Gustav Mahler siempre mantuvo la fama de exigir lo humanamente imposible. Su capacidad para dirigir buscaba ensamblar su profunda consciencia al sonido de cada instrumento, enfrentándose a seres menores que él – sus músicos- cuyas insolvencias, por nimias que fueran, destrozaban sus nervios en reclamos de insólita ira, con la que no puede hacerse otra cosa, que pensar en cambiarse de orquesta. En su lógica, lo que componía era una poción de sentimiento, honestidad y filosofía poética. De este modo era inefable en sus significados, ya tratándose del objeto tangible como del etéreo.
Al no reflejarse con fidelidad lo que nacía en su cerebro, palabras furiosas ahogaban a sus indefensos intérpretes. Detalles así, hacen enajenante que, a los movimientos de sus sinfonías, dé nombres sorpresivamente amables, como la cuarta en este caso: al primero pide ir “sin prisa”, lo mismo que al segundo, que en todo caso debe ser pausado. Al tercero pide conservarse “tranquilo” y al cuarto final designa “muy cómodo”. Esos trazos armónicos son seductores. Al concertino indica cambiar de violín a cada cierto tramo, tan solo para juguetear con la afinación de pasajes que, a veces dirá a dueto con su compañero de atril o en solitario frente al resto de la orquesta, con la finura exigida por precepto.
Solo se puede permanecer inmóvil al escuchar el garbo de sus fortes o sus galimatías melódicos, en los que el clarinete aborda un tema para ser arrebatado con dulzura por el corno, mientras van acompañados de fagotes y flautas y algunas hebras de arpa canora. Todo asciende a niveles inmensos de sonoridad, metales y maderas se desgañitan a todo pulmón. Al menor parpadeo se sublima el canto de los chelos: atomizan el fragor previo y se refuerzan de matices que a veces provienen de la cuerda aguda o del corno inglés.
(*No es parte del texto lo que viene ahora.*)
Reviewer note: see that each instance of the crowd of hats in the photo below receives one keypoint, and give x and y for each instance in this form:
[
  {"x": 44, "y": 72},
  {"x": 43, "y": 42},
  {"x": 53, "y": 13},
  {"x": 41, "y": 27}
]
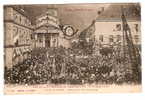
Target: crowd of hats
[{"x": 63, "y": 66}]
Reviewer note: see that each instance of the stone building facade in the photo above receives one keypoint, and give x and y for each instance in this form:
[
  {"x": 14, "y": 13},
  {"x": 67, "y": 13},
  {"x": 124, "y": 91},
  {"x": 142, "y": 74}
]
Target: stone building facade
[{"x": 17, "y": 35}]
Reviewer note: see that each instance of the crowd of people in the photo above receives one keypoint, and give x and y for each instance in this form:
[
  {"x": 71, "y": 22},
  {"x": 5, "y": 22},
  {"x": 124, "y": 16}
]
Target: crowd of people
[{"x": 65, "y": 66}]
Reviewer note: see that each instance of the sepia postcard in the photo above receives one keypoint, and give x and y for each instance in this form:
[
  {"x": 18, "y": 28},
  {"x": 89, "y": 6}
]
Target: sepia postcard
[{"x": 72, "y": 48}]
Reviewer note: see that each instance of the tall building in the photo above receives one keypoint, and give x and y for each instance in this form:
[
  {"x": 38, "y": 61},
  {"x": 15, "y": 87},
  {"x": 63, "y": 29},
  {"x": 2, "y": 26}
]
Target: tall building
[
  {"x": 17, "y": 35},
  {"x": 47, "y": 31},
  {"x": 109, "y": 28}
]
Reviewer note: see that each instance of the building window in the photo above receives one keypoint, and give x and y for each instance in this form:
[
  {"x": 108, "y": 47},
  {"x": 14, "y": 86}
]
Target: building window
[
  {"x": 118, "y": 38},
  {"x": 101, "y": 38},
  {"x": 118, "y": 27},
  {"x": 111, "y": 38},
  {"x": 136, "y": 27}
]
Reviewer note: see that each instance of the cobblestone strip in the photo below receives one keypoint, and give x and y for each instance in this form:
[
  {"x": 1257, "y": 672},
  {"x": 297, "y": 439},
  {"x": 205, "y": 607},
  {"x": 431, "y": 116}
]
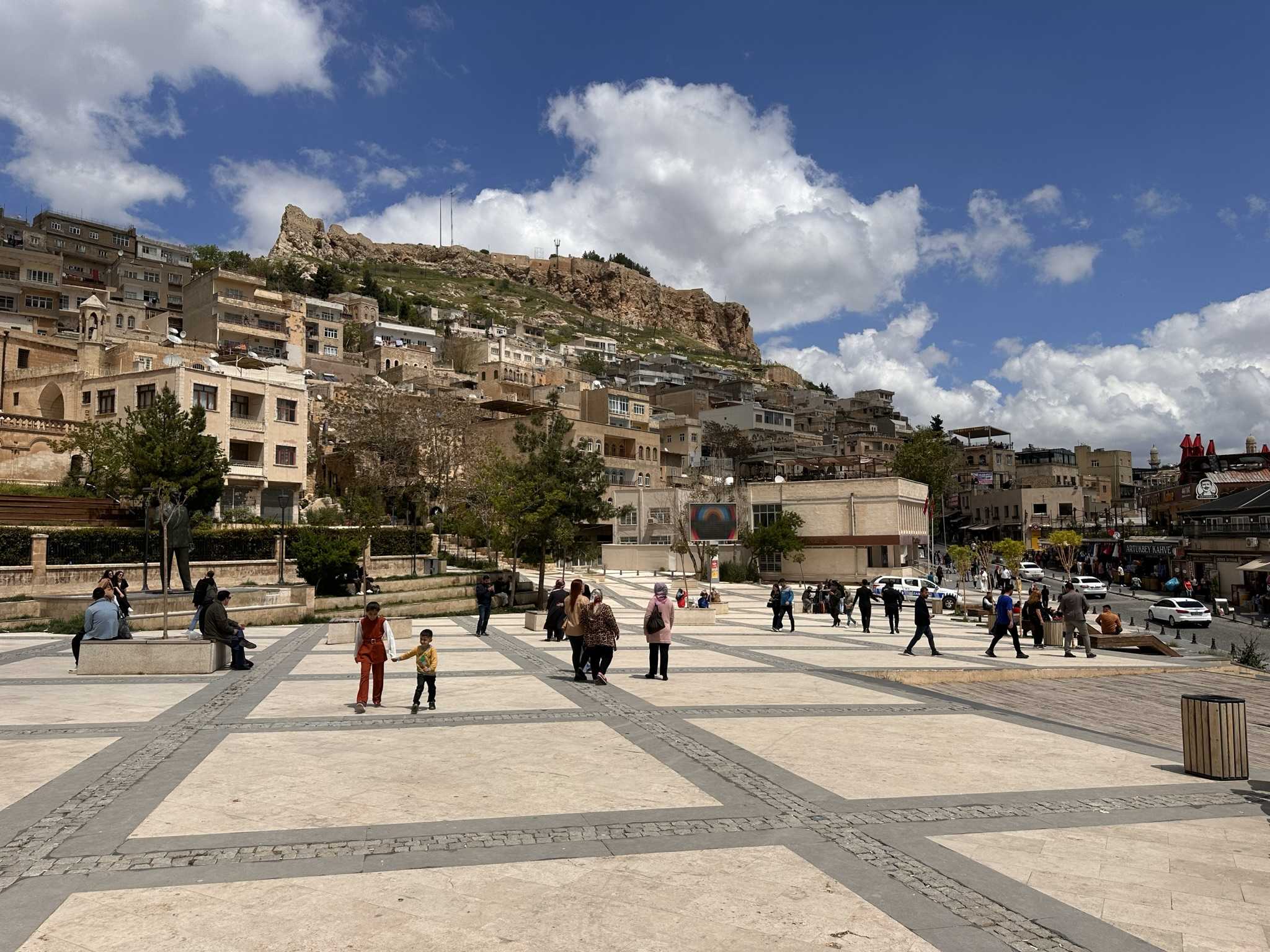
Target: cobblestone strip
[
  {"x": 38, "y": 840},
  {"x": 831, "y": 826},
  {"x": 50, "y": 648}
]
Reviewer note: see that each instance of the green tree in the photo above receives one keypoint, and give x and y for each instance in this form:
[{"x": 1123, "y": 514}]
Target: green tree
[
  {"x": 1066, "y": 544},
  {"x": 158, "y": 446},
  {"x": 327, "y": 281},
  {"x": 242, "y": 262},
  {"x": 561, "y": 487},
  {"x": 962, "y": 559},
  {"x": 929, "y": 457},
  {"x": 619, "y": 258},
  {"x": 1011, "y": 552},
  {"x": 776, "y": 539},
  {"x": 593, "y": 364}
]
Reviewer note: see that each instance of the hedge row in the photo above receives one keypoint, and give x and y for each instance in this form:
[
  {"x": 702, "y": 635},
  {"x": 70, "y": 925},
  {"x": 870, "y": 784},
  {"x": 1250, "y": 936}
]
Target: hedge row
[{"x": 120, "y": 546}]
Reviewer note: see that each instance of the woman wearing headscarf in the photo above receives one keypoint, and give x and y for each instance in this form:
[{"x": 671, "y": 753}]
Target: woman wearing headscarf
[
  {"x": 574, "y": 607},
  {"x": 601, "y": 632},
  {"x": 658, "y": 630}
]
Un parpadeo nuevo trajo la presencia más esperada de la noche. Gallarda y brillante, la voz de Irasema Terrazas se unió al conjunto sinfónico para expresar el elevado sentido de unas coplas. En ellas, estipula la alteza de cuanto proviene de los cielos, algo que no se puede dar en este mundo. “Las voces angélicas despierten los sentidos” -clama la métrica final- “para que todo renazca con la alegría”. Cada sonido de cada instrumento, incluido el canto de la magnífica invitada, cesó en gradual decrescendo.
El director -Mahler redivivo- sostuvo el calderón* del último acorde hasta desvanecerse el espectro de la nota final. Bajó los brazos y el rostro. Todo permaneció en emotivo silencio, que nadie se atrevió a profanar. Por fin, aquello se llenó de ovaciones rebasando las barreras idiomáticas, las del tiempo, las culturales. El agradecimiento de la audiencia fue entrega a los músicos del escenario, pero también a aquellas mentes admirables que, con sus composiciones, hicieron una temporada sinfónica digna de un rey. ¡Bravo!
*Recurso para alargar una nota o acorde a discreción del director.